Thank you for introducing new library function floor().But in my case I need to use ceil() as to round up value.
Actually I thought that this formula(log n/log 2) fails after certain number. But I will stick with this.

ntubski · 11-01-2014, 10:57 PM

Code:

int bits= (int) floor (ln (num) / ln (2)) + 1;

No?

Quote:

Originally Posted by srinietrx

Actually I thought that this formula(log n/log 2) fails after certain number. But I will stick with this.

It fails for 0.

NevemTeve · 11-02-2014, 01:39 AM

You are right, it is ceil what you need, my bad.

Code:

int bits= (int) ceil (ln (num) / ln (2));

Also you can calculate discrete logarithm:

Code:

for (ntmp= num, ndigits= 0; ntmp>0; ntmp /= 2) ++ndigits;

ntubski · 11-02-2014, 08:31 AM

Quote:

Originally Posted by NevemTeve

Code:

int bits= (int) ceil (ln (num) / ln (2));

I look forward to seeing you encode the number "1" into 0 bits (actually, I suppose you could do it if encoding 0 is not needed).

Quote:

Also you can calculate discrete logarithm:

Code:

for (ntmp= num, ndigits= 0; ntmp>0; ntmp /= 2) ++ndigits;

This isn't the discrete logarithm (but it is the number bits you'll need).

NevemTeve · 11-02-2014, 11:35 AM

Thank you for pointing out my faults.
Anyways, let's try something to encode positive integers with bitvectors. Well, every positive integer can be written in binary, and the first binary digit is always 'one'. Let's store every bits, except for the first one:

Code:

 1 -    []
 2 -   [0]
 3 -   [1]
 4 -  [00]
 7 -  [11]
 4 -  [00]
 8 - [000]
15 - [111]

PS: Having re-read the Original Post, I've to admit I cannot tell what exactly the question is.

sundialsvcs · 11-04-2014, 07:13 AM

A few comments here:

(1) There are several well-known floating point number formats. All of them store an exponent and a mantissa. The actual number of "digits" represented internally is reflected in the mantissa, which is then raised to the power of the exponent.
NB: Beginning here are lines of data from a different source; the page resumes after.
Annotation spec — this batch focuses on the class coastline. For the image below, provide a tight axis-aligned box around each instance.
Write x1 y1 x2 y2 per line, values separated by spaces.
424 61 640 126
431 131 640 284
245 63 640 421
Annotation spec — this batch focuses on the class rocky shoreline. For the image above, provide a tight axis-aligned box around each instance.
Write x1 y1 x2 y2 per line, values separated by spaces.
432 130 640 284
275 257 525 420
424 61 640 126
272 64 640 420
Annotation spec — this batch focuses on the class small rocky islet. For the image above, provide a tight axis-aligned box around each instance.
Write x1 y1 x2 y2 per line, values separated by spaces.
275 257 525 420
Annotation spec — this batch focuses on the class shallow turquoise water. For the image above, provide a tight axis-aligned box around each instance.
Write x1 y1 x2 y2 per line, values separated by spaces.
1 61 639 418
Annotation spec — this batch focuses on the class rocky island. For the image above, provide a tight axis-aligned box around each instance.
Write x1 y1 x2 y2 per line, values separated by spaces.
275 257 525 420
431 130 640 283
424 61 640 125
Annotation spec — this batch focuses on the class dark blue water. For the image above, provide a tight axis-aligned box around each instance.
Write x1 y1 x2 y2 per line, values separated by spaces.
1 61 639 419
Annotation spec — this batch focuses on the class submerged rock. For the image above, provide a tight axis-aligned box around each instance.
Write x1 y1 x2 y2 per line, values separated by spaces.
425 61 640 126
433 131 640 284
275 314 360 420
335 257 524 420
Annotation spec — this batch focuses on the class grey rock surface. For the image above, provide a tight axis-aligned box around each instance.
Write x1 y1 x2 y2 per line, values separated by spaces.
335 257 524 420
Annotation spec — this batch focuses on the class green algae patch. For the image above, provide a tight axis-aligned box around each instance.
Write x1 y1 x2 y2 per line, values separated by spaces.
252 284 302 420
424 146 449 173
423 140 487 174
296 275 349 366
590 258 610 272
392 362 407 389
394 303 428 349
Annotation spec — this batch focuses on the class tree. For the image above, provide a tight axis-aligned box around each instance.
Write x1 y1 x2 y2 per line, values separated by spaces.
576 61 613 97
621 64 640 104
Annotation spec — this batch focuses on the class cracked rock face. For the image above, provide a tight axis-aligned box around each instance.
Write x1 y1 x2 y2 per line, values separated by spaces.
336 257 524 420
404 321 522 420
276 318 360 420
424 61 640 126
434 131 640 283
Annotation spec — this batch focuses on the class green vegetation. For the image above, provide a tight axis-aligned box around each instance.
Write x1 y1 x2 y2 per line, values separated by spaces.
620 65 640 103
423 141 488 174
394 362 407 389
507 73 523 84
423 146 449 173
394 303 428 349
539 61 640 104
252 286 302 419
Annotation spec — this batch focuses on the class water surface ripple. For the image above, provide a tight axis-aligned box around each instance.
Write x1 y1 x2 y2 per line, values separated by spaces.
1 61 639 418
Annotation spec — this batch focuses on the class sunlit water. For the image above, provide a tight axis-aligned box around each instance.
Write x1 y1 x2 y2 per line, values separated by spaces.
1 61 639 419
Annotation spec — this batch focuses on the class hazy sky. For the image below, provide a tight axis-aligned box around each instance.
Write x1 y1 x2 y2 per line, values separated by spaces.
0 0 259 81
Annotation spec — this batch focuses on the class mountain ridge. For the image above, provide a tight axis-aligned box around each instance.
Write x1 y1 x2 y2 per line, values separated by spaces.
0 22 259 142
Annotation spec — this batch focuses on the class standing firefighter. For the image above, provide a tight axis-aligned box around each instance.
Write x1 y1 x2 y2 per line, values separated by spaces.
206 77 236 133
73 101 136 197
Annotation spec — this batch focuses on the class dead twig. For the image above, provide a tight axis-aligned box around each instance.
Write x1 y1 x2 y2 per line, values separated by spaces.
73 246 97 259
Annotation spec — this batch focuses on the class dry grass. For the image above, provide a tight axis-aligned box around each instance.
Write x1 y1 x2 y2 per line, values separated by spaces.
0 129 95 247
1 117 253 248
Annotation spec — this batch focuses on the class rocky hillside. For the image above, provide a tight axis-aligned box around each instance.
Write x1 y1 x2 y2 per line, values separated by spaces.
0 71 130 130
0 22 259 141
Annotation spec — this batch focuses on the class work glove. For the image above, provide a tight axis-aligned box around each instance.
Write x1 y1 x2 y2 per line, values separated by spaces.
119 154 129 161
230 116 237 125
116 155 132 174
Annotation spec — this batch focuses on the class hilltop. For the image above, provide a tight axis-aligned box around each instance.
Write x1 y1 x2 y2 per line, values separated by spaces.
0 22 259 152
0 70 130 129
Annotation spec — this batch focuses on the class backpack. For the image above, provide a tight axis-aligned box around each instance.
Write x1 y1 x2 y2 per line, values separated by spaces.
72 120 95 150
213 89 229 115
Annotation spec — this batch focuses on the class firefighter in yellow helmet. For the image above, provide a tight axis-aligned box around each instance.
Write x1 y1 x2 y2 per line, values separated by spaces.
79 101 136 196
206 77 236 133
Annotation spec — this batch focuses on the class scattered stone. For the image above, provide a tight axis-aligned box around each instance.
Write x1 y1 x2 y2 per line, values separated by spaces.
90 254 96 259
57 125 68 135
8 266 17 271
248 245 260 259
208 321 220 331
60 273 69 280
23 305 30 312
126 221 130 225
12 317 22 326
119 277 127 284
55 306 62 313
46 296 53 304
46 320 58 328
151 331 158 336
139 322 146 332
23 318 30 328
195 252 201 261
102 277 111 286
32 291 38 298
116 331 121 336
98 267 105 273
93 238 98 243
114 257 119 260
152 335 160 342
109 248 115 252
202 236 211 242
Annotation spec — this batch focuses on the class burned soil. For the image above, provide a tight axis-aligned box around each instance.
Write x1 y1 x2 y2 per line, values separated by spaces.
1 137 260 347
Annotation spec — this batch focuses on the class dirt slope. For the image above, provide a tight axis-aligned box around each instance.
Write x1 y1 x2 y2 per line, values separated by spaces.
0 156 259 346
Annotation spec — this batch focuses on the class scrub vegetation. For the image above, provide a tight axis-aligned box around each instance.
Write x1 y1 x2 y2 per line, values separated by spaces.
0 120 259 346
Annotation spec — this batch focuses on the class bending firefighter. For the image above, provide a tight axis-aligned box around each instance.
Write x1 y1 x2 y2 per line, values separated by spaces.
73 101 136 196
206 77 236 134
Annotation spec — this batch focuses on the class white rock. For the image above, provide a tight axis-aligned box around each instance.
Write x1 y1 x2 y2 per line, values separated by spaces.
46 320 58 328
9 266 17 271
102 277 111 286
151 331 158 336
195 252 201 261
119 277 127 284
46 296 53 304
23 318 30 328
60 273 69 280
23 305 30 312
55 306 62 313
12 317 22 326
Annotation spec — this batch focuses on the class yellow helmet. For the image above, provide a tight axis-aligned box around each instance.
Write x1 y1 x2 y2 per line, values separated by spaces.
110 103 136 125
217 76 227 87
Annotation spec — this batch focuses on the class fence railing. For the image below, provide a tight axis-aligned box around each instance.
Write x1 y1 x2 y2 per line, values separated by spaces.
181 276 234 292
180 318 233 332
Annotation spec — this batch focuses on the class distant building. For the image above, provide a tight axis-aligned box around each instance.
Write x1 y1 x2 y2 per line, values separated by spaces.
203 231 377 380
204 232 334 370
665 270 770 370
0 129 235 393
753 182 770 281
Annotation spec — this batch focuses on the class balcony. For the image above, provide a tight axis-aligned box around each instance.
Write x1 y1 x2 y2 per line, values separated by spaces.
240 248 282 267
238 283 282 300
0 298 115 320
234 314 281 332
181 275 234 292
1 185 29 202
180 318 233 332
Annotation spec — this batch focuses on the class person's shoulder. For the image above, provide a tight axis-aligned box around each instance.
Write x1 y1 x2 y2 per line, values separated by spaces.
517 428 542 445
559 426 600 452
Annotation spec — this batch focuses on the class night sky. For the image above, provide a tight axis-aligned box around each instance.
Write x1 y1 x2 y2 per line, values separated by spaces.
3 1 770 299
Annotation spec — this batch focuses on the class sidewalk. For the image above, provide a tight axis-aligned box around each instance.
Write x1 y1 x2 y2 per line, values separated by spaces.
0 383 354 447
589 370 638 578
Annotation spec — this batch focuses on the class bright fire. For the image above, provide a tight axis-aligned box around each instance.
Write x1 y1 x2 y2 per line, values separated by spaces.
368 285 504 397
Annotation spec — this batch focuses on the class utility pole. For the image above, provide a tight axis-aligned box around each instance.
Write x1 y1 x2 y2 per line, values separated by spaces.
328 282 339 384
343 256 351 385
Probably the most-common format is the Extended floating-point type of the now-ubiquitous Intel® microprocessors.

(2) Each time you see a floating-point number, it has been converted to a printable (decimal) representation ... which, as it happens, is not exactly equal to its float-binary (internal) representation. Thus, "5.12" might be displayed as "5.1" or "5." and in any case it probably is not exactly-equal to "5.1200000...".

(3) Determination of "how many digits of the answer are significant" is really a basic engineering question, and would be even if you were using a slide-rule. Functions such as ln() are, after a certain point, just estimations. There's a certain, predictable amount of numeric error, and the subsequent series of operations that you perform will increase (never "decrease") that accumulated error.

(4) "Truly-decimal" floating point packages do exist ... which represent the numbers in question as individual digits and perform math exactly the way that you'd do it by hand. But these are typically used for accounting, not engineering applications, and I would not expect any of them to include transcendantal functions.